Notifications You must be signed in to change notification settings

hunyadi/json-persistence

Folders and files

NameName
Last commit message
Last commit date

Latest commit

 

History

41 Commits
 
 
 
 
 
 
 
 
 
 
 
 
 
 
 
 
 
 

Repository files navigation

Type-safe JSON persistence for C++17 and later

This header-only library for C++17 and later provides type-safe serialization of C++ objects into JSON strings, and deserialization of JSON strings to C++ objects.

Features

  • Header-only.
  • Compile-time correctness.
  • (De-)serialize fundamental types bool, short, int, long, float, double, etc. to/from their respective JSON type.
  • (De-)serialize time_point<system_clock> type to/from an ISO 8601 date-time string in time zone UTC.
  • (De-)serialize year_month_day type to/from an ISO 8601 date string (C++20 and later only).
  • (De-)serialize enumeration types as their underlying integer type or as string (with auxiliary helper functions to_string and from_string).
  • (De-)serialize vector<std::byte> type to/from a Base64-encoded string.
  • (De-)serialize heterogeneous pair<T1,T2> and tuple<T...> to/from a JSON array.
  • (De-)serialize container types vector<T>, array<T, N>, set<T>, etc. to/from a JSON array.
  • (De-)serialize dictionary types map<string, T> and unordered_map<string, T> to/from a JSON object.
  • Serialize variant types to their stored type.

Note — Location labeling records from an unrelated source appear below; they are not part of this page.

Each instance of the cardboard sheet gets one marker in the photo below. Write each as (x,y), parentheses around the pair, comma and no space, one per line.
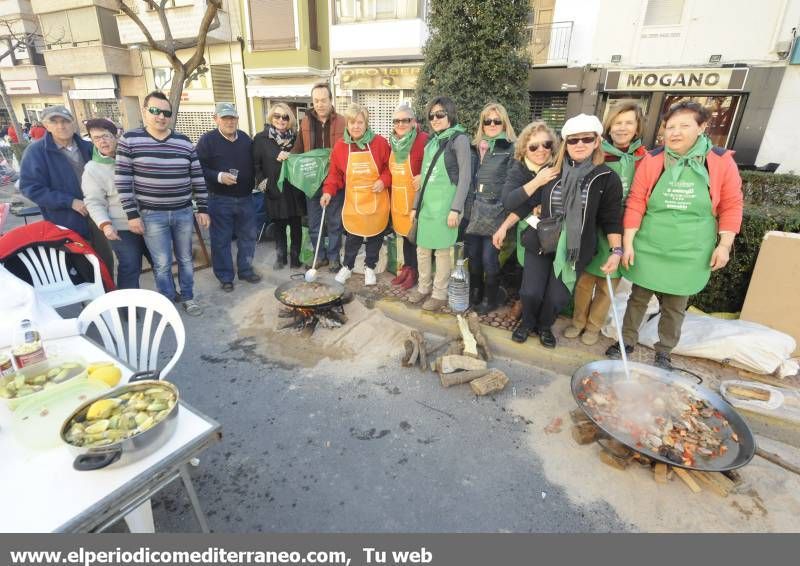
(773,297)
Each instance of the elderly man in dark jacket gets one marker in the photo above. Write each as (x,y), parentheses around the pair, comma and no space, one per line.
(51,171)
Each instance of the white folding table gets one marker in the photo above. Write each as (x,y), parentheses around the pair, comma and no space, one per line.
(43,493)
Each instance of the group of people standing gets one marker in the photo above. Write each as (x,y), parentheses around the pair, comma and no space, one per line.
(582,209)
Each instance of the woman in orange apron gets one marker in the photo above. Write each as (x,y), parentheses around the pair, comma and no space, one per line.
(360,167)
(405,163)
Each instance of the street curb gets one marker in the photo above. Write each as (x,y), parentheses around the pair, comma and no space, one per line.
(562,359)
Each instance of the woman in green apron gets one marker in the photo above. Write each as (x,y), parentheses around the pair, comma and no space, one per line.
(623,149)
(493,145)
(682,213)
(585,196)
(446,176)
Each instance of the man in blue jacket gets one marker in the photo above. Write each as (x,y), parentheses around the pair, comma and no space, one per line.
(51,171)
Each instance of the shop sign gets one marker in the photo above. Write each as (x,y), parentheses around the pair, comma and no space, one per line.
(701,79)
(377,78)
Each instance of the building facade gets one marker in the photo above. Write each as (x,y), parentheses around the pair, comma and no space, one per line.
(376,47)
(590,54)
(285,53)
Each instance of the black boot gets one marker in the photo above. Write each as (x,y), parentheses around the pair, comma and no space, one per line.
(475,288)
(490,296)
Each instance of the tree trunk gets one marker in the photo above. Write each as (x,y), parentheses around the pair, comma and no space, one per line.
(175,90)
(11,114)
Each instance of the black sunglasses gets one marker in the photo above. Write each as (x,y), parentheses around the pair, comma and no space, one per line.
(587,140)
(534,146)
(156,111)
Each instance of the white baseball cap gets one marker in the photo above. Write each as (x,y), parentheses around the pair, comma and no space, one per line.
(580,124)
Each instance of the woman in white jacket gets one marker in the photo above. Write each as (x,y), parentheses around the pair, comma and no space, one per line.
(104,206)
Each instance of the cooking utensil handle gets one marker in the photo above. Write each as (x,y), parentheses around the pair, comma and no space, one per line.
(89,462)
(146,374)
(319,237)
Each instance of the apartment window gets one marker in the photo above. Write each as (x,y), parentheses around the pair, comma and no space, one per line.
(348,11)
(272,25)
(313,29)
(551,108)
(663,12)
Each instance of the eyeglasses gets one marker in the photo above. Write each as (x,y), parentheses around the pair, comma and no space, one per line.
(587,140)
(156,111)
(534,146)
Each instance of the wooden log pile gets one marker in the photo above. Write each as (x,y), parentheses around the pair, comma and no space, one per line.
(457,359)
(620,457)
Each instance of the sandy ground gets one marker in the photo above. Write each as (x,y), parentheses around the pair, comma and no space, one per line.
(768,499)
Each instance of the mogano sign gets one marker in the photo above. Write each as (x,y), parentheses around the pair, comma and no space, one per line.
(376,78)
(702,79)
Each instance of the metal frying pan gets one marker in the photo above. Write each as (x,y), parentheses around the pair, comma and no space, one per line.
(327,291)
(738,453)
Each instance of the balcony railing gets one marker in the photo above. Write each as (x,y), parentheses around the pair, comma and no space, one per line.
(549,43)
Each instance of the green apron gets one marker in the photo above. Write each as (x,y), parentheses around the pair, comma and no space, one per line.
(306,171)
(603,247)
(432,230)
(677,237)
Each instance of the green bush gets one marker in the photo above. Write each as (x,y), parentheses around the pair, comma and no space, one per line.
(770,189)
(727,288)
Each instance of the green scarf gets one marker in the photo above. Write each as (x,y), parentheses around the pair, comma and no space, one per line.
(695,158)
(401,147)
(627,159)
(100,158)
(500,136)
(361,142)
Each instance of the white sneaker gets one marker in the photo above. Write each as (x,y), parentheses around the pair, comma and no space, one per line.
(343,275)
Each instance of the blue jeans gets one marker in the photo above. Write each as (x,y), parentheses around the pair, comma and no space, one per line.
(163,231)
(129,250)
(483,256)
(229,216)
(333,224)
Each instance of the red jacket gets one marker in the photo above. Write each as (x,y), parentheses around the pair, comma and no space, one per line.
(338,170)
(725,188)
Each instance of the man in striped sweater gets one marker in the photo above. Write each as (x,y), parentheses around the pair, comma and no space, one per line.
(157,174)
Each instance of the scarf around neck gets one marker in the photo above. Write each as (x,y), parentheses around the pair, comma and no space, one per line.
(695,159)
(361,142)
(401,147)
(284,139)
(627,159)
(100,158)
(572,176)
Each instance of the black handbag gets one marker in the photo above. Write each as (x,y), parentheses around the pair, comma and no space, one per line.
(544,238)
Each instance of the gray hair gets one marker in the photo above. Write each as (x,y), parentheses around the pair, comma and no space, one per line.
(406,109)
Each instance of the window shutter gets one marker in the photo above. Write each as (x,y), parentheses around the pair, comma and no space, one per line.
(272,25)
(222,83)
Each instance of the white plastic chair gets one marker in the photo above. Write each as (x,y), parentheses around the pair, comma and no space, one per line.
(138,348)
(50,277)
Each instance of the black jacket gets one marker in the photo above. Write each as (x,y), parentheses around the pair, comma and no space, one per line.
(280,205)
(603,204)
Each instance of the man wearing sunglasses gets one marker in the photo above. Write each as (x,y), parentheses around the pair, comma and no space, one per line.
(157,176)
(321,128)
(226,155)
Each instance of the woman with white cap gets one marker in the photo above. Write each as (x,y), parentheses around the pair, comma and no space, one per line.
(585,195)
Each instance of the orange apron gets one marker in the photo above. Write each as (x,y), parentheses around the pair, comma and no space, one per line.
(403,193)
(364,213)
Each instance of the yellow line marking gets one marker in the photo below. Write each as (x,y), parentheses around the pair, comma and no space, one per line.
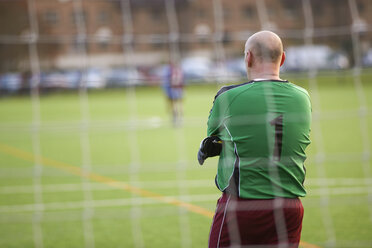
(27,156)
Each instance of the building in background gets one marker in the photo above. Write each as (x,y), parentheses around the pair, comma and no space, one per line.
(72,33)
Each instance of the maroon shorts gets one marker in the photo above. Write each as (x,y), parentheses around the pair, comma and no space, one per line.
(256,223)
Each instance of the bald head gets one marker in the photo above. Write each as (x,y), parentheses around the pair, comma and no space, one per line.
(265,46)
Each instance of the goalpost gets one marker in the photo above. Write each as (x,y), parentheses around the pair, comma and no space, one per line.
(184,202)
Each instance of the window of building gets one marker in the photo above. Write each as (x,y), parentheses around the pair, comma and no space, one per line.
(361,7)
(80,16)
(226,13)
(248,12)
(201,13)
(51,17)
(103,17)
(103,45)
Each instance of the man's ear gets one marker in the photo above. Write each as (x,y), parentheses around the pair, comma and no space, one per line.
(282,59)
(249,59)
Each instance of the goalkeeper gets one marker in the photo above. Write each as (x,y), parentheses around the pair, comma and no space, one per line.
(259,130)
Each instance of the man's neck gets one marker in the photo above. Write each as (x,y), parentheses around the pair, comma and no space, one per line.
(268,71)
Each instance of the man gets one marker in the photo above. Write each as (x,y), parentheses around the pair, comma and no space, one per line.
(173,87)
(260,130)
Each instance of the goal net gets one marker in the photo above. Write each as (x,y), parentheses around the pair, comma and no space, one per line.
(89,156)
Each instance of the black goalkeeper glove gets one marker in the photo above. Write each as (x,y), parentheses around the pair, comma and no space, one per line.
(209,147)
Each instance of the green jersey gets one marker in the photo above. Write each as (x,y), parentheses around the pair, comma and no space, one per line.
(265,127)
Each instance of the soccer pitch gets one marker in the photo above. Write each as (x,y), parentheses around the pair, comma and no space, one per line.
(113,172)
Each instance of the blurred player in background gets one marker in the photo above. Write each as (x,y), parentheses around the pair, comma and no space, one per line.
(173,87)
(260,130)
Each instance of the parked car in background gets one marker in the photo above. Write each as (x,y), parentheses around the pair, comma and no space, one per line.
(10,82)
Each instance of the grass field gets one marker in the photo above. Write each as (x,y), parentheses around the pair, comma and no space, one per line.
(114,173)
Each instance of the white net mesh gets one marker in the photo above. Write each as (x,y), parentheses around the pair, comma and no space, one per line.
(105,168)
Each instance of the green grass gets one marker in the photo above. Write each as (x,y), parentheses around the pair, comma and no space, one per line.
(132,140)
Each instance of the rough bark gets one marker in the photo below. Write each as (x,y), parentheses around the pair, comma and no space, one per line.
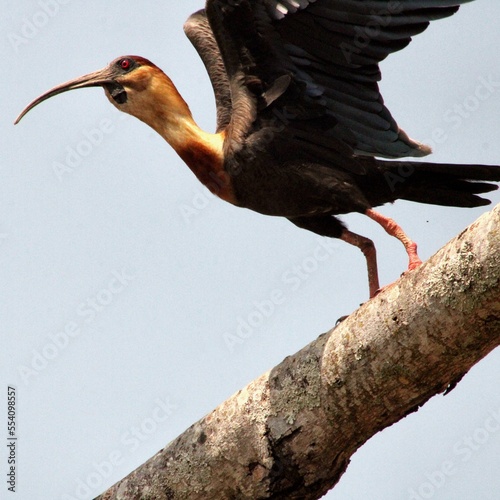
(290,433)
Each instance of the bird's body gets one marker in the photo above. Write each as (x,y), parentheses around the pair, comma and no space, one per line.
(300,118)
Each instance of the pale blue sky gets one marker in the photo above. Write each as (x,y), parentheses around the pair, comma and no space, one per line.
(145,272)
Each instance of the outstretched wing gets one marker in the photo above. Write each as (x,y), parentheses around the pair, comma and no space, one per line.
(314,66)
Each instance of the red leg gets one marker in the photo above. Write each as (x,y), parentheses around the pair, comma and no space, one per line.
(394,230)
(368,248)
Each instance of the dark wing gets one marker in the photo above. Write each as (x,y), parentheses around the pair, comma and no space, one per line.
(199,32)
(313,65)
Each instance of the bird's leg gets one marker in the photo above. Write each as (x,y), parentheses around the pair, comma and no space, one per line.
(368,248)
(394,230)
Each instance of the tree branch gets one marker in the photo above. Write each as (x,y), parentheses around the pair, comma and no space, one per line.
(290,433)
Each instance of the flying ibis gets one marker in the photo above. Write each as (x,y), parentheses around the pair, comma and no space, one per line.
(301,125)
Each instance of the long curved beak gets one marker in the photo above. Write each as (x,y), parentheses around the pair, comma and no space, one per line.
(96,79)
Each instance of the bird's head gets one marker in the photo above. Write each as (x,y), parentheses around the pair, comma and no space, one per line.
(128,81)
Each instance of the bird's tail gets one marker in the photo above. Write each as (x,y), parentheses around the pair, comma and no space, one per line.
(439,183)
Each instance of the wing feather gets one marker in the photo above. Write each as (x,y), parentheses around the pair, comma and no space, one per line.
(331,49)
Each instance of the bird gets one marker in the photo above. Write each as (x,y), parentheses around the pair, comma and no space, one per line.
(302,131)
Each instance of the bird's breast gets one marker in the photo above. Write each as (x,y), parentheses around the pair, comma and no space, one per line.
(208,165)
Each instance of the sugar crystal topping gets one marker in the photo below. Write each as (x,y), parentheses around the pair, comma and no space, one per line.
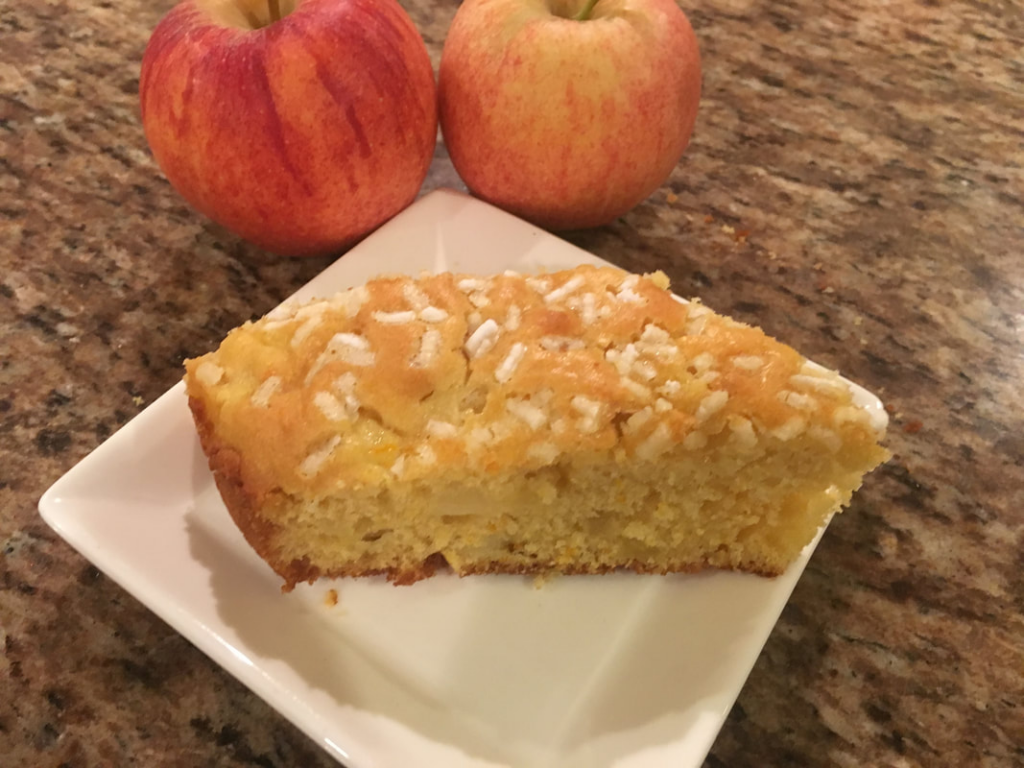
(651,411)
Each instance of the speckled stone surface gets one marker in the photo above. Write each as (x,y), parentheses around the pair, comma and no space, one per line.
(855,186)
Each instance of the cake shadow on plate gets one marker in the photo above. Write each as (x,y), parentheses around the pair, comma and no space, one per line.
(583,671)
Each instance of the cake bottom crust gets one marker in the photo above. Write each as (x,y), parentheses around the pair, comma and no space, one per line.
(299,571)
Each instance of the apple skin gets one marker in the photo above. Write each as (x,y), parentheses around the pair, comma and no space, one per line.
(300,136)
(568,124)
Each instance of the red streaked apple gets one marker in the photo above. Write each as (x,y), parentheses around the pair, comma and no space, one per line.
(300,125)
(567,113)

De-serialize variant types using the first matching type.
  • (De-)serialize class types by enumerating their member variables.
  • Omit JSON object field for missing value in optional<T>.
  • Skip missing JSON object field for variable with default member initializer in a C++ class.
  • (De-)serialize pointer types such as shared_ptr<T> and unique_ptr<T>.
  • Back-reference support for (de-)serialization of C++ pointer types via JSON pointer {"$ref": "/path/to/previous/occurrence"}.
  • Serialize C++ objects that share pointers only once. De-serialize back-references as C++ pointers to the same object.
  • Can use the reflection library Boost.Describe for parsing, writing and (de-)serializing enumerations as strings.

Design goals

Intuitive syntax

  1. Define member variables for JSON serialization and de-serialization within the class definition:

    struct Example
    {
        bool bool_value = false;
        std::string string_value;
        std::vector<std::string> string_list;
        std::optional<int> optional_value;
        UserDefinedType custom_value;
    
        template <typename Archive>
        constexpr auto persist(Archive& ar)
        {
            return ar
                & MEMBER_VARIABLE(bool_value)
                & MEMBER_VARIABLE(string_value)
                & MEMBER_VARIABLE(string_list)
                & MEMBER_VARIABLE(optional_value)
                & MEMBER_VARIABLE(custom_value)
                ;
        }
    };
  2. Serialize an object to a JSON string:

    Example obj = { true, "string", {"a","b","c"}, std::nullopt, {"xyz"} };
    auto json = write_to_string(obj);

    in which the variable json holds:

    {
        "bool_value": true,
        "string_value": "string",
        "string_list": ["a", "b", "c"],
        "custom_value": {"value": "xyz"}
    }
  3. Parse a JSON string into an object of the given type:

    Example res = parse<Example>(json);

Easy to use

  • Copy the include folder to your project's header include path, no build or installation required.
  • Get started by including <persistence/persistence.hpp>, which enables all features.
  • Selectively include headers such as <persistence/write_object.hpp> to tackle a specific use case:
    • Use <persistence/write_*.hpp> for writing a C++ object to a string.
    • Use <persistence/parse_*.hpp> for parsing a string into a C++ object.
    • Use <persistence/serialize_*.hpp> for serializing a C++ object to a JSON DOM document.
    • Use <persistence/deserialize_*.hpp> for de-serializing a JSON DOM document into a C++ object.
  • Use <persistence/*_all.hpp> to import all supported data types for an operation type.
  • Use <persistence/object.hpp> to import helper macro MEMBER_VARIABLE only.
  • Use <persistence/utility.hpp> to import helper functions to convert between JSON DOM document and JSON string.

Extensible

Add new template specializations to support (de-)serializing new types:

  • Specialize JsonWriter<T> to support writing new C++ types to JSON string.
  • Specialize JsonParser<T> to support parsing new C++ types from JSON string.
  • Specialize JsonSerializer<T> to serialize new C++ types to JSON DOM.
  • Specialize JsonDeserializer<T> to deserialize new C++ types from JSON DOM.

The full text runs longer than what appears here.